Telus paints a gloomy financial picture as it feels the squeeze

  • Multiple companies in the industry are facing hard times due to the global financial crunch
  • Canadian telco Telus is feeling the pressure and lowering its outlook for 2023
  • It plans to reduce costs by cutting jobs and adopting AI in its enterprise services unit

Canadian operator Telus has lowered its 2023 outlook due to “unprecedented” macroeconomic pressures affecting its enterprise IT services business, Telus International, and has announced plans to reduce costs by slashing jobs and adopting generative AI (GenAI) to automate operations.

In a cautionary statement, the telco revealed revised financial guidance for the full year, noting that its consolidated operating revenue growth is now expected to be between 9.5% and 11.5%, down from its previous forecast of between 11% and 14%. Its adjusted earnings before interest, taxes, depreciation and amortisation (EBITDA) is now expected to grow by between 7% and 8%, down from an earlier target of between 9.5% and 11%.

The gloomier picture was driven by struggles at Telus International (TI), due to “more pronounced than anticipated demand challenges in the near-term from certain clients within the technology vertical,” the company noted in its statement.

“The severe, global pressures that TI has faced have been unprecedented, particularly within the technology vertical as clients aggressively address their cost structures, including successive employee downsizing activities,” explained Darren Entwistle, president and CEO of Telus.

So, what now?

The Telus chief said that the company is “judiciously focused” on optimising the cost structure at TI, which is widely known as a developer of digital customer experience platforms for enterprises across the world. Measures involve cutting jobs to address “lower service volumes” in the technology sector, and “pervasively deploying automation and GenAI-enabled solutions internally to drive down its cost to serve,” he added.

Despite this, Entwistle was bullish about TI’s operational execution and financials for the medium-term and long-term future. “Indeed, the opportunities remain strong for TI as it relates to digital transformation, GenAI adoption and the continuing, critical importance of differentiated digital customer experience solutions in the market that will fuel TI’s long-term growth and profitability,” he noted.

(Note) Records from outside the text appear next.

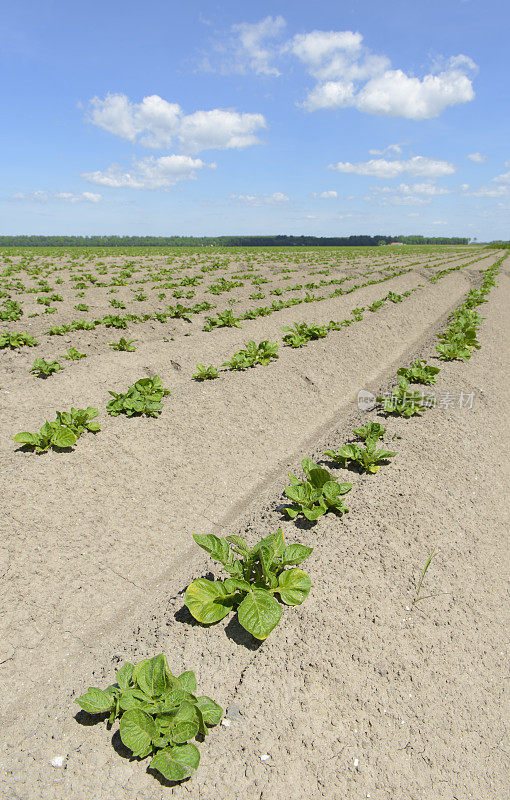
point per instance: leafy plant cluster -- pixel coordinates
(256, 575)
(144, 397)
(159, 714)
(63, 432)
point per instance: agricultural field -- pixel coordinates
(281, 468)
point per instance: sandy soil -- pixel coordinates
(356, 693)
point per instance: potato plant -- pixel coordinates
(367, 457)
(420, 372)
(404, 403)
(256, 576)
(144, 397)
(319, 493)
(252, 355)
(63, 432)
(159, 714)
(16, 340)
(204, 373)
(45, 368)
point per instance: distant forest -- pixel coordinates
(222, 241)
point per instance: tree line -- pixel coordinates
(222, 241)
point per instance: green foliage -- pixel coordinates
(420, 372)
(63, 432)
(159, 714)
(10, 311)
(319, 493)
(301, 333)
(144, 397)
(223, 319)
(204, 373)
(256, 577)
(366, 457)
(124, 344)
(114, 321)
(45, 368)
(73, 354)
(404, 403)
(15, 340)
(395, 298)
(179, 312)
(253, 354)
(372, 430)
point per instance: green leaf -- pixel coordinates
(124, 675)
(216, 547)
(259, 613)
(152, 678)
(178, 762)
(96, 701)
(294, 585)
(137, 730)
(204, 600)
(63, 437)
(181, 732)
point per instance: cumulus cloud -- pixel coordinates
(417, 166)
(275, 199)
(252, 49)
(149, 173)
(65, 197)
(156, 123)
(348, 74)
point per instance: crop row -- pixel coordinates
(160, 714)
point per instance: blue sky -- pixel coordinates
(204, 118)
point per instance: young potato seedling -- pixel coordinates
(159, 714)
(144, 397)
(63, 432)
(253, 354)
(124, 344)
(420, 372)
(15, 340)
(73, 354)
(316, 495)
(204, 373)
(404, 403)
(44, 368)
(366, 457)
(256, 577)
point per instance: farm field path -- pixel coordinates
(94, 589)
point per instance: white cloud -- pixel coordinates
(396, 94)
(157, 123)
(251, 48)
(503, 178)
(277, 198)
(65, 197)
(417, 166)
(330, 194)
(349, 74)
(149, 173)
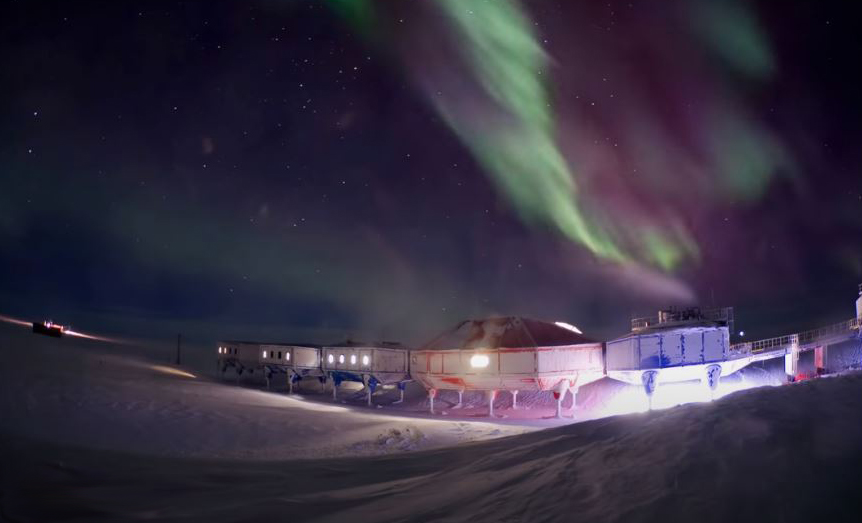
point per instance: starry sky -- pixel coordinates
(385, 168)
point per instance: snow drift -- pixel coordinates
(789, 453)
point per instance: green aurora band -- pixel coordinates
(512, 131)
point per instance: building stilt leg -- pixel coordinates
(650, 381)
(431, 394)
(574, 391)
(712, 378)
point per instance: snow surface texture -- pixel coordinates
(72, 392)
(94, 437)
(789, 453)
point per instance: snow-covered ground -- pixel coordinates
(118, 397)
(101, 432)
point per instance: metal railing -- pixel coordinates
(802, 339)
(682, 316)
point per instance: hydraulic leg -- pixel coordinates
(712, 378)
(401, 386)
(650, 382)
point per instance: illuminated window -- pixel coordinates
(479, 361)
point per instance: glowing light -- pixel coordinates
(172, 371)
(7, 319)
(76, 334)
(568, 326)
(479, 361)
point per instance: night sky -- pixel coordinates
(387, 168)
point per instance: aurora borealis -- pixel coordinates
(356, 165)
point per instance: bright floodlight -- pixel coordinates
(568, 326)
(479, 361)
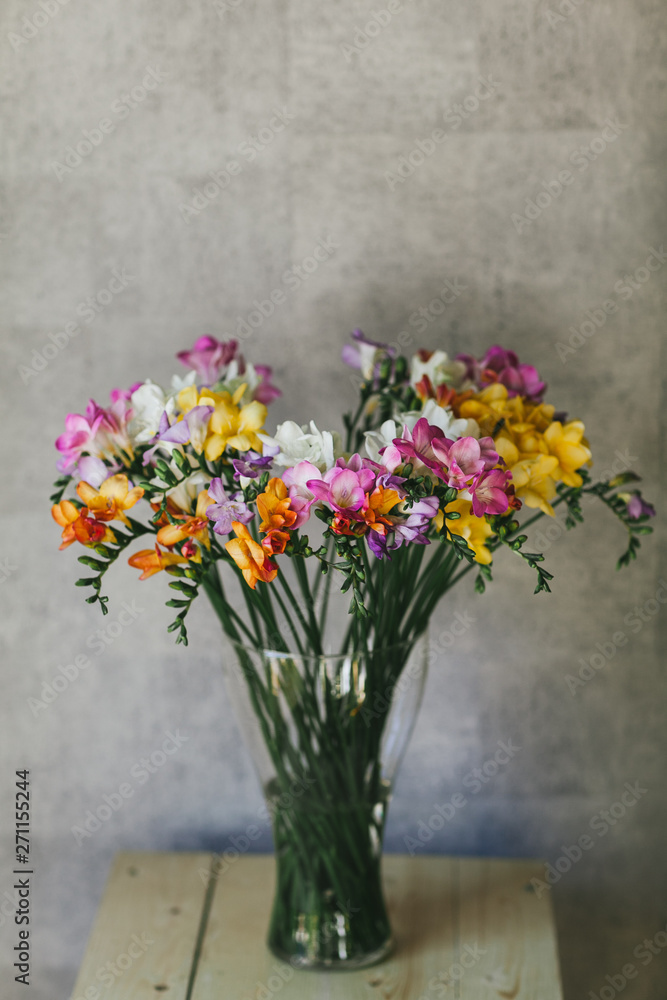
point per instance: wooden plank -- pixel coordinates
(509, 932)
(235, 962)
(143, 943)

Fortunately for the operator, its mobile and fixed line services, which are part of its Telus Technology Solutions (TTech) operating unit, have been enjoying “continued robust customer growth”. In the second quarter of 2023, its mobile and fixed base grew by 293,000 customer net additions – up 46,000 year on year, marking Telus’s “strongest second quarter on record”, according to Entwistle.

Gains were driven by “strong demand” for its mobility and fixed services, and were backed by “our industry-best customer experience, and world-leading wireless and wireline broadband PureFibre networks,” he added.

The company also recorded its best second-quarter results since 2010 in terms of mobile phone net addition, with the addition of 110,000 customers in the period, up 17,000 from the same period in 2022.

Its full results for the period will be published on 4 August 2023.

The updated financial landscape comes after the United Steelworkers Union (USW), a general trade union in North America, asked the Canadian government to “stop paying Telus to cut Canadian jobs”. In a letter addressing an announcement that Telus is to cut 4,000 jobs in its domestic market, the USW urged authorities to “stop handing millions of Canadian dollars to Telus through procurement contracts without any required benefit to the country or workers”.